ID Tokens vs. Access Tokens
A common source of confusion is the difference between ID tokens and access tokens. ID tokens are for authentication — they tell the client who the user is. Access tokens are for authorization — they tell the resource server what the client is allowed to do.
ID tokens must never be used for API authorization. Access tokens may be opaque (a random string that the resource server verifies via introspection) or JWTs (self-contained with embedded claims). Use the userinfo endpoint to retrieve additional claims about the user from the authorization server.
Refresh Token Rotation
Refresh token rotation is a security mechanism where each refresh operation returns a new refresh token and invalidates the previous one. This limits the window of opportunity if a refresh token is stolen.
async function refreshAccessToken(refreshToken) {
const response = await fetch("https://authorization-server.com/token", {
method: "POST",
body: new URLSearchParams({
grant_type: "refresh_token",
refresh_token: refreshToken,
client_id: CLIENT_ID,
}),
});
const tokens = await response.json();
// Old refresh token is invalidated; store the new one
await secureStore.save("refresh_token", tokens.refresh_token);
return tokens.access_token;
}
Major providers including Auth0, Okta, and Keycloak now enable refresh token rotation by default. Coupled with reuse detection (revoking all tokens if a rotated token is reused), this provides strong protection against token theft.
Security Best Practices
Token storage strategy is one of the most important security decisions. For browser-based applications, store access tokens in memory and use httpOnly cookies for refresh tokens.
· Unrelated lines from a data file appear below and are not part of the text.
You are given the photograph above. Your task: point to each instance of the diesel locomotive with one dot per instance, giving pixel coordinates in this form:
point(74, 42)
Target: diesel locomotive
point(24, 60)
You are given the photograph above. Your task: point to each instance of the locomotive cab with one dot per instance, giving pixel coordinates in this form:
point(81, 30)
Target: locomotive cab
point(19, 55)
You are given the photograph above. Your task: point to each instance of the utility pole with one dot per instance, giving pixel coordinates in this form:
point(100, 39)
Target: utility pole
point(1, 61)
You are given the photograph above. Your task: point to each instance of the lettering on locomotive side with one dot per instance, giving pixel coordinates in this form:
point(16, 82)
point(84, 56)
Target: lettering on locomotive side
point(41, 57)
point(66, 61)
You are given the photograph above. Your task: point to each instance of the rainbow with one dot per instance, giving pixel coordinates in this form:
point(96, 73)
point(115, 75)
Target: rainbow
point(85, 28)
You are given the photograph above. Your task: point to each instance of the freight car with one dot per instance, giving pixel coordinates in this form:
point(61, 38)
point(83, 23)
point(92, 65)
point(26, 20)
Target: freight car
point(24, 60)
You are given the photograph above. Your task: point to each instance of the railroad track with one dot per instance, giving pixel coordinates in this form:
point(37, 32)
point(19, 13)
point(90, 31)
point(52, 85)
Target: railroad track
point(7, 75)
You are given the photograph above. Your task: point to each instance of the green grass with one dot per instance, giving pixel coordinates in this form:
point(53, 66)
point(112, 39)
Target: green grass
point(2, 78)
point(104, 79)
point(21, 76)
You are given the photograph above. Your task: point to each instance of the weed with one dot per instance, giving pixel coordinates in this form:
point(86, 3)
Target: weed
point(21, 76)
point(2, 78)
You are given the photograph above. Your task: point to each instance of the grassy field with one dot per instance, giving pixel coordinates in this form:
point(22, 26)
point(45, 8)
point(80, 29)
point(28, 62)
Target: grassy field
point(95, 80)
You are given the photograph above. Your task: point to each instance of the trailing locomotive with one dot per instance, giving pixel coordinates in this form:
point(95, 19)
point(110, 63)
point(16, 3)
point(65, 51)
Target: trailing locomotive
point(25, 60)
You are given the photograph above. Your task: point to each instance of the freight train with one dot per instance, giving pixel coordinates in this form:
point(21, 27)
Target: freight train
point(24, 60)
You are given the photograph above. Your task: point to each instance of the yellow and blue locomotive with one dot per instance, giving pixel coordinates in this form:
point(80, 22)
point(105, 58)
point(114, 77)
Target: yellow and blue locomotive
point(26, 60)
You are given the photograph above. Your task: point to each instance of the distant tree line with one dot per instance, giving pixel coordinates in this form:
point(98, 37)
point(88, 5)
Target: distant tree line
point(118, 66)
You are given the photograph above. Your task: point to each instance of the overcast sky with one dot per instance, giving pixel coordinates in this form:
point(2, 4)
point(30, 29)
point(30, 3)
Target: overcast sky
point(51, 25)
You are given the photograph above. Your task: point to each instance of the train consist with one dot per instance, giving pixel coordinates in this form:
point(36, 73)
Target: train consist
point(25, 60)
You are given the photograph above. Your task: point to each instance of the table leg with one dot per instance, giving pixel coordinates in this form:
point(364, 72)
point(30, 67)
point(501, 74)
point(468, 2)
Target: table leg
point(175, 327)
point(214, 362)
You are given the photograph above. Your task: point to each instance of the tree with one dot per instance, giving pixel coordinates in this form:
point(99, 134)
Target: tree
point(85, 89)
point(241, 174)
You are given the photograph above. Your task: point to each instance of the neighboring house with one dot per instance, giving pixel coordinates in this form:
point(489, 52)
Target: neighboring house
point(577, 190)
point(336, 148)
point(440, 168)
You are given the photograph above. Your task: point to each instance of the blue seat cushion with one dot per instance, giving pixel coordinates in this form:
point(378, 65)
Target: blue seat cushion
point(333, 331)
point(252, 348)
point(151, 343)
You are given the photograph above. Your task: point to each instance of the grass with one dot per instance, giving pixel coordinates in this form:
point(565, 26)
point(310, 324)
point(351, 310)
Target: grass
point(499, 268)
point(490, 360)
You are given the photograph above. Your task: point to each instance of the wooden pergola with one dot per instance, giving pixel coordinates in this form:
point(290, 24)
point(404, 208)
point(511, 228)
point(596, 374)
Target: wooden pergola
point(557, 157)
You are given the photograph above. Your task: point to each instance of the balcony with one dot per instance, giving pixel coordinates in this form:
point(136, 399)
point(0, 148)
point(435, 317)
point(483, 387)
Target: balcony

Never store tokens in localStorage, as it is accessible to any JavaScript on the same origin.
| Storage Method | Access Token | Refresh Token |
|---|---|---|
| In-memory variable | Best for SPAs (not persisted) | Not suitable |
| httpOnly cookie | Not recommended | Best — protected from XSS |
| localStorage | Vulnerable to XSS | Vulnerable to XSS |
| Secure memory (WebAuthn) | Emerging approach | Emerging approach |
Always validate redirect URIs server-side, use short-lived access tokens (15–60 minutes), and minimize requested scopes to the minimum required for functionality.
Conclusion
OAuth 2.0 and OpenID Connect are powerful but nuanced protocols. Use the authorization code flow with PKCE for all new applications, validate ID tokens thoroughly on the client side, implement refresh token rotation, and never store tokens in localStorage. By following these patterns and understanding the security properties of each grant type, you can build authentication systems that are both user-friendly and resistant to common attacks.